Investigated but ruled out. Both `stage_activation` and checkpoint weights use the same packing (even→low nibble, odd→high nibble). The all-ones test proved packing is correct.
**Status: Deferred.** The checkpoint has `o_a_proj.weight` as BF16 (16384 × 4096). The weight loader quantizes it to NVFP4 at load time. This is a potential source of quality loss but is NOT the cause of the garbage output (the GEMM bug was). May revisit for quality optimization after the kernel fix is confirmed.
**Status: CONFIRMED.** Cosine similarity ≈ 0 between NVFP4 GEMM and BF16 dequantized reference across all 8 TP ranks. This proved the problem was in the CUTLASS GEMM itself, not upstream.
### 8. ✅ CUTLASS SF remap `size` vs `cosize` bug — ROOT CAUSE
**Status: FIXED (commit `c384198`).** The SF remap kernel iterated over `cute::size()` (logical) instead of `cute::cosize()` (physical with tile padding). Tile-padding positions in the CUTLASS interleaved SF layout were never written and stayed zero. With uniform SF (all-ones test) the bug was invisible. With non-uniform SF (real data) it produced cosine ≈ 0.

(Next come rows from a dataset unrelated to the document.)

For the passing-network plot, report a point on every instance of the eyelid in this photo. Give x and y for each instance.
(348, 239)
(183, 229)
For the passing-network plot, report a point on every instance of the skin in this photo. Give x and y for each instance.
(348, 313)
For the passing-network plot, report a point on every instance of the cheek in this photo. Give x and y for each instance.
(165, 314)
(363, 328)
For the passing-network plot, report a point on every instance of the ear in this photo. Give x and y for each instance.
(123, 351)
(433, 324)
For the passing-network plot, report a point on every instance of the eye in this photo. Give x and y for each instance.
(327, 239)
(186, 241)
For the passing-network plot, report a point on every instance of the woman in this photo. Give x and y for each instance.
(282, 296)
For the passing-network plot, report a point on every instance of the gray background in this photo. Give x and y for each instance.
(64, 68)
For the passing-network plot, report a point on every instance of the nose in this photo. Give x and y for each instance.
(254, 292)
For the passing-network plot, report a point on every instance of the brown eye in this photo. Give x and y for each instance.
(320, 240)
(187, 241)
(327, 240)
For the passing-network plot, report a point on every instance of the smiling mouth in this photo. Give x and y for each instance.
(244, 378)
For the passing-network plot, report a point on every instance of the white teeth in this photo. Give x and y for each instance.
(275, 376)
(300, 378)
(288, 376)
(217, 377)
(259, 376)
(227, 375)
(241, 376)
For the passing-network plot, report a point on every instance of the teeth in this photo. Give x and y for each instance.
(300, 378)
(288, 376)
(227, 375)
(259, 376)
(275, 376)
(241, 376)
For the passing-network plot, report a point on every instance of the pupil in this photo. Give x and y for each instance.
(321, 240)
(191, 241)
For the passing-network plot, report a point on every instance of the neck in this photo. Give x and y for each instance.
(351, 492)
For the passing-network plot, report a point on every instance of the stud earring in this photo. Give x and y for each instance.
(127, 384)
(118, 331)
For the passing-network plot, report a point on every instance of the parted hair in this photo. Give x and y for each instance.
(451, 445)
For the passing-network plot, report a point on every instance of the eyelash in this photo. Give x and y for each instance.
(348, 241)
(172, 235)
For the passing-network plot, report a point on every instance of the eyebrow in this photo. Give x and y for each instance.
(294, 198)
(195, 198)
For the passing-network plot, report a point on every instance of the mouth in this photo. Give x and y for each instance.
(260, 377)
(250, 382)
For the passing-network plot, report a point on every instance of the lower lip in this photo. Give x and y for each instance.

**Bug:** In `cutlass_nvfp4_gemm.cu` line 128, the SF remap kernel used `cute::size(layout_sf)` as the iteration bound instead of `cute::cosize(layout_sf)`. The `size` returns the logical element count; `cosize` returns the physical size including tile padding. The destination buffer was correctly allocated with `cosize` elements and zero-initialized, but the kernel only wrote to `size` positions, leaving tile-padding positions as zero.
**Why it was missed in the previous audit:** We changed all *allocation* sites from `size` to `cosize` (lines 179, 180, 232, 246, 287). The comment on lines 114-115 explicitly warned about this. But the *iteration bound* in the remap kernel itself (line 128) was overlooked — it was a different context (kernel launch parameter, not buffer allocation).
**Why the standalone test passed:** The previous standalone test used a single global scale for all blocks, producing uniform SF values. When all SF values are identical, missing writes don't matter — every position gets the same value regardless of which positions are written. The all-ones test in this session (M=1, N=32, K=32, cosine=1.0) confirmed this.